= George Gretton =

Scottish lawyer and academic

George Lidderdale Gretton WS (born 10 November 1950) is a Scottish lawyer and academic and, from May 2006 to May 2011, was a Commissioner of the Scottish Law Commission.

==Career==
Gretton had his early education at West House School and King Edward's School, Birmingham. In 1972 he graduated with a 2:1 degree in Philosophy and English Literature at the University of Durham (Hatfield College). He then read law at the University of Edinburgh. He was appointed to a lectureship in law at the university in 1981. He became Lord President Reid Professor of Law in 1994 and held the chair until his retirement in 2016 when he became Professor Emeritus. He has published widely on commercial law, property law, trusts, insolvency law, comparative law and legal history; he is a Solicitor, a Notary Public and a Writer to the Signet.

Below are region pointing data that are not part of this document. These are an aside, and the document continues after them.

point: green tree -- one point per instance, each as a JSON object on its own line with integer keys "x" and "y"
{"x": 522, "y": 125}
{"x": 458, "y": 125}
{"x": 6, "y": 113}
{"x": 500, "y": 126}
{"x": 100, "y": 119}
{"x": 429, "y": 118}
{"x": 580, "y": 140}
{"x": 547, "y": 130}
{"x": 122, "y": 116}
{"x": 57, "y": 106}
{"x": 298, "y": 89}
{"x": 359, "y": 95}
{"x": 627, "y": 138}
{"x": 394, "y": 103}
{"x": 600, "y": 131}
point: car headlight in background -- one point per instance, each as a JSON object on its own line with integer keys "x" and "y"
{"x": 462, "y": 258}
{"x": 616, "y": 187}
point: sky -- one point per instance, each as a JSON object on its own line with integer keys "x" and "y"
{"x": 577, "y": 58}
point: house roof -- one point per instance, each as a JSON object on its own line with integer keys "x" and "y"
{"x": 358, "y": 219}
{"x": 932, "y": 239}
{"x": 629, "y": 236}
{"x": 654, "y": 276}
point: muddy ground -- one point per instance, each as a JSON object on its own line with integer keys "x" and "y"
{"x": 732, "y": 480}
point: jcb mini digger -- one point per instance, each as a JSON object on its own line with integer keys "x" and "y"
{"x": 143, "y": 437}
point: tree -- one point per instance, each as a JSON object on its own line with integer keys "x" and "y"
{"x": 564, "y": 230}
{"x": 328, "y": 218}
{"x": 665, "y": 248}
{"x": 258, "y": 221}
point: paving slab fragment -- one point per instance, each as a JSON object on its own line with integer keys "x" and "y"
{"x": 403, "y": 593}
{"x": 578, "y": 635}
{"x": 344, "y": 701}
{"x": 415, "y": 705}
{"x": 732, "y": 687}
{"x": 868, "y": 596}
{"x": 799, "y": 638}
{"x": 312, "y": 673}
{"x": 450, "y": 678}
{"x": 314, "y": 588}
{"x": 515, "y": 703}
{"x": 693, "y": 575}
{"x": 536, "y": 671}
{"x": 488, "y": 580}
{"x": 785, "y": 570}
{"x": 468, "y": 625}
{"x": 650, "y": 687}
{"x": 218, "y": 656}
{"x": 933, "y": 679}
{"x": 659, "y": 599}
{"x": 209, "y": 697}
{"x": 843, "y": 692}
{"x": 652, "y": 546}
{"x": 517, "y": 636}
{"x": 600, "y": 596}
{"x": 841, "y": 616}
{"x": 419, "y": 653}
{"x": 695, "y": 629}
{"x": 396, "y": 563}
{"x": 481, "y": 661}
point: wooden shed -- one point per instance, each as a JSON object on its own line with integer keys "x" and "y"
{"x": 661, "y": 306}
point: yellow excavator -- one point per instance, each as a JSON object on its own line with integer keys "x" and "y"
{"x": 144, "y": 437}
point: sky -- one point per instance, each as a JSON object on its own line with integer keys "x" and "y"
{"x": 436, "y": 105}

He is the author of several textbooks on conveyancing (co-written with former Scottish Law Commissioner, Kenneth Reid); property, trusts and succession law (co-written with former Scottish Law Commissioner, Andrew Steven), the law of inhibitions and adjudications (the diligences, or mechanisms for enforcing judgments, affecting land in Scotland); and searches.

At the Scottish Law Commission, Gretton was the lead commissioner for the project considering reform to the Scottish system of land registration. This project resulted in a comprehensive report published in 2010. The report was received favourably by the Scottish Parliament, and the majority of its recommendations were enacted into the Land Registration etc. (Scotland) Act 2012, which came into force in December 2014. This new Act repealed most of the Land Registration (Scotland) Act 1979, which the Report highlighted as inadequate.

==Personal life==
He is married with three children.

He and Kenneth Reid have known each other since they were both students together at the University of Edinburgh. They were appointed professors in the same year and for over thirty years have given an annual lecture together on what has happened in conveyancing in the previous twelve months.